AUGUSTA — Paul Casey admitted he caught a pretty lucky break Thursday at Augusta National Golf Club.
Casey, the 43-year-old Englishman still searching for his first major championship, was scheduled for a 7:44 a.m. tee time for the first round of the Masters Tournament.
He wasn’t looking forward to waking up to all of the rain in the morning forecast, much less playing in it.
Then the horn blew.
A nearly three-hour delay forced the first couple of groups – including Kevin Kisner’s – back inside after just a few shots, and Casey avoided the weather altogether.
He came back out and fired a bogey-free 65, matching his career low at Augusta National in his 14th Masters appearance, and leads by two following a rain-fractured Thursday that ended with 44 players still on the course.
“I felt like, to be honest, that was a very good break that I capitalized on because it was a glorious day for golf, really, after that,” said Casey, the 22nd-ranked player in the world. “… I got through Amen Corner unscathed, and picked one up on 13. And yeah, it was just very, very solid golf. … I did the right things when I needed to, and to be honest, you rarely walk off this golf course going, ‘It could have been two or three better.’ But it kind of felt that way. I don’t want to be greedy. I’m very, very happy with my 65.”
Webb Simpson, Xander Schauffele and Justin Thomas – who only squeezed in 10 holes before sunlight ran out – are all two back at 5 under. A big crowd of past champions – like Tiger Woods, Patrick Reed and Adam Scott – and those still hunting for their first major – like Lee Westwood and Hideki Matsuyama – are another shot behind at 4 under.
Casey was vocal earlier this year about not enjoying golf in a pandemic, and he said Thursday he’s not been able to draw much from playing tournament golf in these current, spectator-free times.
The lack of energy he’s felt elsewhere, though, doesn’t apply to Augusta National.
“The Masters, though, this week – it still has a buzz to it,” he said. “There’s an energy and a little bit of a vibe. Yes, it’s clearly a lot less than what we are used to, but there’s still something about this place that is still – I felt excited to be here.”
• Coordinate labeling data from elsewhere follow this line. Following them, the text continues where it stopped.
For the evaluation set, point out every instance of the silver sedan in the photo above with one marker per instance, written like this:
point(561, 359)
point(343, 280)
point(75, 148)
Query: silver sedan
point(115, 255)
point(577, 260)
He created a buzz of his own, starting out right away with a birdie on No. 10 to open the round. He birdied the par-5 13th and 15th holes, then added another at 16 to turn in 4-under 32.
His approach into the par-5 second hole showed how players can attack a saturated Augusta National.
Casey hit a 6-iron 213 yards to a pin located just four paces off the left edge of the green. He landed it in a spot that, in April, would result in his ball bounding off the green and into the patrons.
In November, it stuck 5 feet from the pin. He made eagle there for the big highlight in his 65, a score 16 strokes lower than his first round last year.
Plenty of other players took advantage of the soft, receptive greens, taking dead aim at pins and putting more aggressively than they would at a regular Masters. Fifty players were under par at the end of the day.
Woods, the defending champion and five-time winner here, was one of them. He went bogey-free for the first time in his career in a first round at the Masters – and the first time he hasn’t made a bogey in his last 106 rounds at major championships.
“I got off to a fast start today, but I think everyone is. Everyone is going low out there today,” said Woods. “With these conditions, you have to. You have to be aggressive. There’s no reason why you can’t fire at a lot of the flags.”
Of course, this is still Augusta National, and the course can bite back when players get too greedy.
One of those was Bryson DeChambeau, a tournament co-favorite and talk of the golf world with his oversized swing. He got burned on 13, pumping his drive too far left and taking an early double bogey. Still, he fought back to make five birdies from there and is still very much in good shape at 2 under.
So is 62-year-old Augusta native Larry Mize, the 1987 champion who birdied holes 2-4 to put his nameplate on the big leaderboard.
“I did happen to see that. Wow, that’s kind of cool,” said Mize, who made six birdies for the day. “I’d like to be there more often. It’s always fun to see your name up on the leaderboard. I’m sorry I couldn’t keep it. But it was nice to come back and finish really well on the back nine. I played really solid coming in and really felt good.”
World No. 1 Dustin Johnson and No. 2 Jon Rahm lead the group at 3 under. Rahm was in DeChambeau’s group and completed 18 holes, but Johnson still has half of his round to play.
He, Thomas and dozens of others will be back out at 7:30 a.m. Friday to finish their first rounds. If there are no further delays, the second round will start at approximately 9:35 a.m.
Johnson and Rahm, top two players in the world, lead the group at 3 under. Rahm done, DJ thru 9.